ユウは何も知らないから・・・。
でも、今・・・あたしを名前で呼んでくれて・・・。
「どうした?」
優しく守ってくれる。
『ふぇ・・・っっ!!』
自然に涙がこぼれた。
あの事件の前のみんなと同じ、あたしを恐れなくて、仲良くやれていたあの頃のみんなと。
「加奈?どうした?」
ユウの腰に抱きついて、泣いているあたしなんてかっこ悪いって正直思うけど・・・。
今は・・・。
今だけは・・・あの事件の前のあたしに・・・戻らせて・・・。
『ユウっっ・・・!!』
「加奈?お前・・・おでこ超熱いけど!?」
あたしの異常さに気づいたユウは、あたしをお姫様抱っこして階段を下りた。
みんながあたしたちを見ていた。
泣いている顔なんて、見られたくなくてユウのワイシャツに顔をくっつけて見えないようにした。
「加奈っ!家に行こう!?お前んちで良いよな!?」
『・・・うん。

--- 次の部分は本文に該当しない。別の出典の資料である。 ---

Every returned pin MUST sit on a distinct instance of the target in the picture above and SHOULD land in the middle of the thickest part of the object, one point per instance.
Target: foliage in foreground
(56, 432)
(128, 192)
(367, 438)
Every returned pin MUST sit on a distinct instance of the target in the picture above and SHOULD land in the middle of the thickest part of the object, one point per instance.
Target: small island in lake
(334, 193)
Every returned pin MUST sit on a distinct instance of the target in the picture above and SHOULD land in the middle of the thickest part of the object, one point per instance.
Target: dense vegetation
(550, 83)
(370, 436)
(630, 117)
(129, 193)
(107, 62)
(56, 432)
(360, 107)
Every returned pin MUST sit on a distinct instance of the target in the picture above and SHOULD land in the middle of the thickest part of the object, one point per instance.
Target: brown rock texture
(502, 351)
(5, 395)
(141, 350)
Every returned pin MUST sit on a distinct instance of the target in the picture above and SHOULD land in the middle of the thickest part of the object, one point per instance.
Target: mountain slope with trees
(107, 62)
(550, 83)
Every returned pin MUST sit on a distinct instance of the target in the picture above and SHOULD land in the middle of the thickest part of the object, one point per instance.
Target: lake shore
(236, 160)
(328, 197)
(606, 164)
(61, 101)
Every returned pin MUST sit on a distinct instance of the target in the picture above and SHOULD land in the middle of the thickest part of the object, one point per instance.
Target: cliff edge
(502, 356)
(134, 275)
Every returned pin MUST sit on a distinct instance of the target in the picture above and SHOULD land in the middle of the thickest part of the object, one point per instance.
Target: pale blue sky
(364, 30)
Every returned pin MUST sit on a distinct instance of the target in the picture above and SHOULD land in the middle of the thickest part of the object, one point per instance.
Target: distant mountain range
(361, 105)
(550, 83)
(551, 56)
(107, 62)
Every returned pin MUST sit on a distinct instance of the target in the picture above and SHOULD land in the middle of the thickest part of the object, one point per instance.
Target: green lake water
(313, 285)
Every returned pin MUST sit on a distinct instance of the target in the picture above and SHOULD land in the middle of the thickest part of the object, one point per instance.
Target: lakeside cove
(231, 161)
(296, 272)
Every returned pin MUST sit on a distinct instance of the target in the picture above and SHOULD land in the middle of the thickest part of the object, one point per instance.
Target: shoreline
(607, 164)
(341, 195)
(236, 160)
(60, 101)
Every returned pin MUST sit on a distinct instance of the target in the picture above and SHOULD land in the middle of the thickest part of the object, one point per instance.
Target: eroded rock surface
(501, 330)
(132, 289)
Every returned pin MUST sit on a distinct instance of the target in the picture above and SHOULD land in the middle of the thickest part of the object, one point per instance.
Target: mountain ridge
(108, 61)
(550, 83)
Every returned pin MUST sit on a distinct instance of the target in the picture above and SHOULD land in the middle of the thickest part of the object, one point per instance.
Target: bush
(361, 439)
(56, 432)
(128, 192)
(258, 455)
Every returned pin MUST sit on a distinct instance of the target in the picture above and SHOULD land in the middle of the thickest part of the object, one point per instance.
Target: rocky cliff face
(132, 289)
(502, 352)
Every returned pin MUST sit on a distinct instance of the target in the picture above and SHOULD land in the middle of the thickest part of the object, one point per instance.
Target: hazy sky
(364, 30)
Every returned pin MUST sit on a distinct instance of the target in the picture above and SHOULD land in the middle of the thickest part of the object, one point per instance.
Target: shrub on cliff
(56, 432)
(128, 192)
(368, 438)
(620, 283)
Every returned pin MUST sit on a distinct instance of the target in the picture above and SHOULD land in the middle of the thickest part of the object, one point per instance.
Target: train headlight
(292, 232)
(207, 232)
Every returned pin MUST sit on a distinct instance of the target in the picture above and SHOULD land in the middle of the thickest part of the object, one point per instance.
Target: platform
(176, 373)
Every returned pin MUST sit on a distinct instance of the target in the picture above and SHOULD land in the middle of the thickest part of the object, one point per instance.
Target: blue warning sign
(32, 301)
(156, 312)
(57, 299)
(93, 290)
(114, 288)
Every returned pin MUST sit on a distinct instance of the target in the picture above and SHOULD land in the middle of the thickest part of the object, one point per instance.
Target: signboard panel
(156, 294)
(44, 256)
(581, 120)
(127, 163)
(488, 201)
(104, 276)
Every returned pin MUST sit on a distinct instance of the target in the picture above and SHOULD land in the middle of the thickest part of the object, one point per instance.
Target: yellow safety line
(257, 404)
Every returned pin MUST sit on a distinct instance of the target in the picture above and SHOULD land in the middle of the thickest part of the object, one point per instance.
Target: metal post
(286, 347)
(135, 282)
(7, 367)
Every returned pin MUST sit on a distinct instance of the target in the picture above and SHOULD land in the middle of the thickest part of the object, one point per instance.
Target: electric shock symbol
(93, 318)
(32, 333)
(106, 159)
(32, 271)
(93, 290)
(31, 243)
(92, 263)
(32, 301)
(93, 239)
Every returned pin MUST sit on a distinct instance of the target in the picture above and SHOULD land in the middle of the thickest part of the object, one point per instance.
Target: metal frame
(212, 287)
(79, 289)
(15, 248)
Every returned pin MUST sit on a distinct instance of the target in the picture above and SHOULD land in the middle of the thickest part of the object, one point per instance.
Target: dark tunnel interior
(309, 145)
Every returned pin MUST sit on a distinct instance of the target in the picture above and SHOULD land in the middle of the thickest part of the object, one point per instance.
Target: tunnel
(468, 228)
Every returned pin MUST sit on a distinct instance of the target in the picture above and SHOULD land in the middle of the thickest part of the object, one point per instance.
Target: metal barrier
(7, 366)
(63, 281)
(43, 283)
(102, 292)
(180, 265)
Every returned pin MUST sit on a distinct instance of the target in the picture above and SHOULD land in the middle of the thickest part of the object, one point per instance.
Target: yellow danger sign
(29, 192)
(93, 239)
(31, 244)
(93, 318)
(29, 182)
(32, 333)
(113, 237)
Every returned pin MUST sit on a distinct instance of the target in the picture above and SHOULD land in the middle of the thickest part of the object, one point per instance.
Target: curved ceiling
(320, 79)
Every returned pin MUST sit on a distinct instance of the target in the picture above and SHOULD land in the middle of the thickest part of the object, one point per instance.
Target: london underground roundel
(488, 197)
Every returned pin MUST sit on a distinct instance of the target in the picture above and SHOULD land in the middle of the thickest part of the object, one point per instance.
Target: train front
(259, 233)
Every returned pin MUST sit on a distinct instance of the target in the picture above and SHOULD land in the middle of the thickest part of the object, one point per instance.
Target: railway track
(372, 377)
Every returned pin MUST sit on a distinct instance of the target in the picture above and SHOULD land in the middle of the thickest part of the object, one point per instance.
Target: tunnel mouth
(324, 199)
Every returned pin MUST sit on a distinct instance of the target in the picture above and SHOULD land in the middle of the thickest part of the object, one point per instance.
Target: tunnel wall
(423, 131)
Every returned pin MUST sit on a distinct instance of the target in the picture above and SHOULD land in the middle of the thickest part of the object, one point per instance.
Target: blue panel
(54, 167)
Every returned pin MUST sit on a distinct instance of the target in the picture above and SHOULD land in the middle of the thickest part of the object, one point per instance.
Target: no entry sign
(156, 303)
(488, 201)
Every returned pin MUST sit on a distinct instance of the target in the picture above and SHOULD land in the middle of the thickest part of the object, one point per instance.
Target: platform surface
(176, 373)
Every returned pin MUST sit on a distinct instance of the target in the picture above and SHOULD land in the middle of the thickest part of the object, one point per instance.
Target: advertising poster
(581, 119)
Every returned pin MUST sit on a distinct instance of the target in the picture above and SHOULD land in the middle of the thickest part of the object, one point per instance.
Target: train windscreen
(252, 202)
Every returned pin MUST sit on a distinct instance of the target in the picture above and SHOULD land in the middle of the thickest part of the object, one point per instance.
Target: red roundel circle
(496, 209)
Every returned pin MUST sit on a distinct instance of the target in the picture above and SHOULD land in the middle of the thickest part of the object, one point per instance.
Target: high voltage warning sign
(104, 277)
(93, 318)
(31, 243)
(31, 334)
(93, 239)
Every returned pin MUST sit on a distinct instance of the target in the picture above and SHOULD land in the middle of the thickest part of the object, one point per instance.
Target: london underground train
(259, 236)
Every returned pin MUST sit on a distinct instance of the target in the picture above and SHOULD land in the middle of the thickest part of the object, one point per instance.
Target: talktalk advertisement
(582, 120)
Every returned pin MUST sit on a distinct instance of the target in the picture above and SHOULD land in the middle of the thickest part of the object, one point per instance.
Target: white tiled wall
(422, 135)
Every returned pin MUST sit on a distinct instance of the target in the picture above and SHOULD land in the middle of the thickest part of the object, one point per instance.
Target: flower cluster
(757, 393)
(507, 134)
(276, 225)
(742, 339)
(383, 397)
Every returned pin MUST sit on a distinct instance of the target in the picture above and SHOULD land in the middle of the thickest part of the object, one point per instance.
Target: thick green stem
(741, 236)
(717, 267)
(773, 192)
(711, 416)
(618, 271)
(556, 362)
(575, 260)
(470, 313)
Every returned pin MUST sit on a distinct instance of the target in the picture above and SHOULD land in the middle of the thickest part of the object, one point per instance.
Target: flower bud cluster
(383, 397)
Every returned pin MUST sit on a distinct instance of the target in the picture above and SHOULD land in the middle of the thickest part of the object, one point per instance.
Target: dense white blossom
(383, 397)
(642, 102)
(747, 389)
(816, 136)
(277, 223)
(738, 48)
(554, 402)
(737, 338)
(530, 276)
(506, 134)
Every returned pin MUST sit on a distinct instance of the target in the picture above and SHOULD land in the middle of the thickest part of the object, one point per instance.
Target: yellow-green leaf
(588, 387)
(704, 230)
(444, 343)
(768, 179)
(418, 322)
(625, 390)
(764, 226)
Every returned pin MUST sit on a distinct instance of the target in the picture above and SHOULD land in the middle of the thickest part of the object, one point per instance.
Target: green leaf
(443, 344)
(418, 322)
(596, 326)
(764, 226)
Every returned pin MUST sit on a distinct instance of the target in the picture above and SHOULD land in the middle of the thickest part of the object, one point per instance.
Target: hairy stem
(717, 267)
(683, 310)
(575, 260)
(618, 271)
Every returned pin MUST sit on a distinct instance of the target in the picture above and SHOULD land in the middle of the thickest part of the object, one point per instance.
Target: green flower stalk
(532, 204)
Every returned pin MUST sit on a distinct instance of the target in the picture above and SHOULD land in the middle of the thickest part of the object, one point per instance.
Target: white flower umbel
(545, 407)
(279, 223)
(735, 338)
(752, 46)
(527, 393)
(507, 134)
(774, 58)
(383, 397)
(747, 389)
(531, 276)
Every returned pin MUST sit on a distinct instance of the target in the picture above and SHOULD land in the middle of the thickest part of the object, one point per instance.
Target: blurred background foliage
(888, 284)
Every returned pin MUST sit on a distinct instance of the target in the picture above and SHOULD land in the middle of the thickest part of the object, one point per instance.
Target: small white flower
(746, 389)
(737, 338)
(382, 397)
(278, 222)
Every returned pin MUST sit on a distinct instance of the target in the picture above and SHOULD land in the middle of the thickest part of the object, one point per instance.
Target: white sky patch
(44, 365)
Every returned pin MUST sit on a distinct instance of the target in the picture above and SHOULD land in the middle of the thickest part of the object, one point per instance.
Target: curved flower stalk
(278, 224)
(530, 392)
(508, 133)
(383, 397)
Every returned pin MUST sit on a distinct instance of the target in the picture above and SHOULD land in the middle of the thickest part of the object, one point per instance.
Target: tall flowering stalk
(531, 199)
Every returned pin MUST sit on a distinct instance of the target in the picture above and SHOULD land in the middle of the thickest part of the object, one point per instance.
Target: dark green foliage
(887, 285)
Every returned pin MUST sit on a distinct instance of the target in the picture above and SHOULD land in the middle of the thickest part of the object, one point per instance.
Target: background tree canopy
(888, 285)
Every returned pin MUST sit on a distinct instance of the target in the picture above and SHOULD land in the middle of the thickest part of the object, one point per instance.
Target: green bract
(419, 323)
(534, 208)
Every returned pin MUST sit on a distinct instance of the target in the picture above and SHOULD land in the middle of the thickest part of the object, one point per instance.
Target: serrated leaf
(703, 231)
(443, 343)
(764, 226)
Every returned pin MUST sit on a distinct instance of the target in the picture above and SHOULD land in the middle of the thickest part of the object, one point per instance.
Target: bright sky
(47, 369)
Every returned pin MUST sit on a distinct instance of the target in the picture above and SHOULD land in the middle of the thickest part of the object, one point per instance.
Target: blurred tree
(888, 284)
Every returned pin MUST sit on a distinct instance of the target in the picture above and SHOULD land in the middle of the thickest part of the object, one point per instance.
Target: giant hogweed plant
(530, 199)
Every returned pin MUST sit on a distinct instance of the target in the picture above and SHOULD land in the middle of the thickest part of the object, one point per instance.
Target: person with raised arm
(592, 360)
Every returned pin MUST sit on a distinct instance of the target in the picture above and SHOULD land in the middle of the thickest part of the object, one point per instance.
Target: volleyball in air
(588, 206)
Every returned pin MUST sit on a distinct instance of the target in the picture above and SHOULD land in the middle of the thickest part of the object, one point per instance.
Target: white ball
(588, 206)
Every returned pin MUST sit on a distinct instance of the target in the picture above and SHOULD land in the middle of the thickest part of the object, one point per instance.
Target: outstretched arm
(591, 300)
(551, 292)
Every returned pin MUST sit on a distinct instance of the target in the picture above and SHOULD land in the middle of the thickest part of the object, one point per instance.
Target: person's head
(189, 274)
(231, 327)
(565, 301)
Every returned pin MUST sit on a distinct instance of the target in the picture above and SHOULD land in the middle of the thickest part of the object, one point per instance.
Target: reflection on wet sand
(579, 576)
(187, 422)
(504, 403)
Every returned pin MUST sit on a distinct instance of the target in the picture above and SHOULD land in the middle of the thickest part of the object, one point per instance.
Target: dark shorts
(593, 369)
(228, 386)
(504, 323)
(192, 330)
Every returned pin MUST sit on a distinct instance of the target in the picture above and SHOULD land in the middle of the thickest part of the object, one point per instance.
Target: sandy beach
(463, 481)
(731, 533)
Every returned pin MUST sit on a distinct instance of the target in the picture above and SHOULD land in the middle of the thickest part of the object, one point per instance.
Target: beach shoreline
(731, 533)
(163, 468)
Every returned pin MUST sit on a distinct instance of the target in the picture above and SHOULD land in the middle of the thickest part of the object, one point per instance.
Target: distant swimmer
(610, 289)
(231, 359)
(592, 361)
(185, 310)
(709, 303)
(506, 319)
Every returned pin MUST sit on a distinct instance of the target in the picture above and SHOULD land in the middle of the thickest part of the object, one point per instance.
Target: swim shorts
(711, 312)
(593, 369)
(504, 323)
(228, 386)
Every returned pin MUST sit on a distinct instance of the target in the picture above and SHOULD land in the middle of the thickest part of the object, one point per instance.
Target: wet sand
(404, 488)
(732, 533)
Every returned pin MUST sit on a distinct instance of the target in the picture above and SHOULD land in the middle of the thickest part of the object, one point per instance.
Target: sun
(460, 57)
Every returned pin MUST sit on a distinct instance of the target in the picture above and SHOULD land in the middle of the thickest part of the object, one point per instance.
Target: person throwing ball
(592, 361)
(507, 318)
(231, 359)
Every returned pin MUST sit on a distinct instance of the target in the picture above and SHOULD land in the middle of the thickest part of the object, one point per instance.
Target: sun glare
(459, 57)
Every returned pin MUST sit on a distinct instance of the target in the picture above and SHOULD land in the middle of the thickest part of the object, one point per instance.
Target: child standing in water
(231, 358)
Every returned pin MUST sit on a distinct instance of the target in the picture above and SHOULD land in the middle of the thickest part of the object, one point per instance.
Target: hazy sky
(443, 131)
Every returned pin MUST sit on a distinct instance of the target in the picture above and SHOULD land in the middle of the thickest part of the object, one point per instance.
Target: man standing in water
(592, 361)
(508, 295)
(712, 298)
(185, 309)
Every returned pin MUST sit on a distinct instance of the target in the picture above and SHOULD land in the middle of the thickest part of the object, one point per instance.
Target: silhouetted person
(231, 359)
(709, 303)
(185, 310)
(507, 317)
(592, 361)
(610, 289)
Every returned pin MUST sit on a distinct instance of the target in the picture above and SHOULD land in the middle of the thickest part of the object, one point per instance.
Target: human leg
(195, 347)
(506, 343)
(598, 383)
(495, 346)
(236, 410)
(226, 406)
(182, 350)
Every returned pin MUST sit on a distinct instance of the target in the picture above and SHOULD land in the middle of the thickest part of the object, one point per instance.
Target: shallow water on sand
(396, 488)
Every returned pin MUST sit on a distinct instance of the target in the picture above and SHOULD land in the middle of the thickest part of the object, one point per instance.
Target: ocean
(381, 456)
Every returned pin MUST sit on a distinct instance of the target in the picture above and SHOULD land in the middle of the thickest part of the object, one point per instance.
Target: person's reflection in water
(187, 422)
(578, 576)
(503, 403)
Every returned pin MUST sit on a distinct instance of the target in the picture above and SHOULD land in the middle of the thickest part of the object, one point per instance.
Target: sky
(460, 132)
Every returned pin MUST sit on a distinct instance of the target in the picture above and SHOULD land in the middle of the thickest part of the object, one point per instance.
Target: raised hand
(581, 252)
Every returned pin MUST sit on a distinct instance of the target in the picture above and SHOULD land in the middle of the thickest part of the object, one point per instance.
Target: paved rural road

』
熱があると、得するなって昔から思ったけど・・・。
今は・・・本当にそう思う。

そのまま、家についてベッドに寝かされたのは覚えてるけど・・・。
その後は、寝てしまって記憶が無い。
目をあければ、昨日のことが夢になってしまう気がして嫌で・・・。
あたしは・・・目を閉じていた。
「加奈・・・?起きた?」
『・・・ユウ。』
「よかった。」
夢じゃないけど・・・なんだか、怖くて。
手が震えるのが分かった。
「加奈・・・。お前さ・・・」
あの事件の話を・・・親がユウに話したんだろうと・・・直感が教えてくれたんだと思った。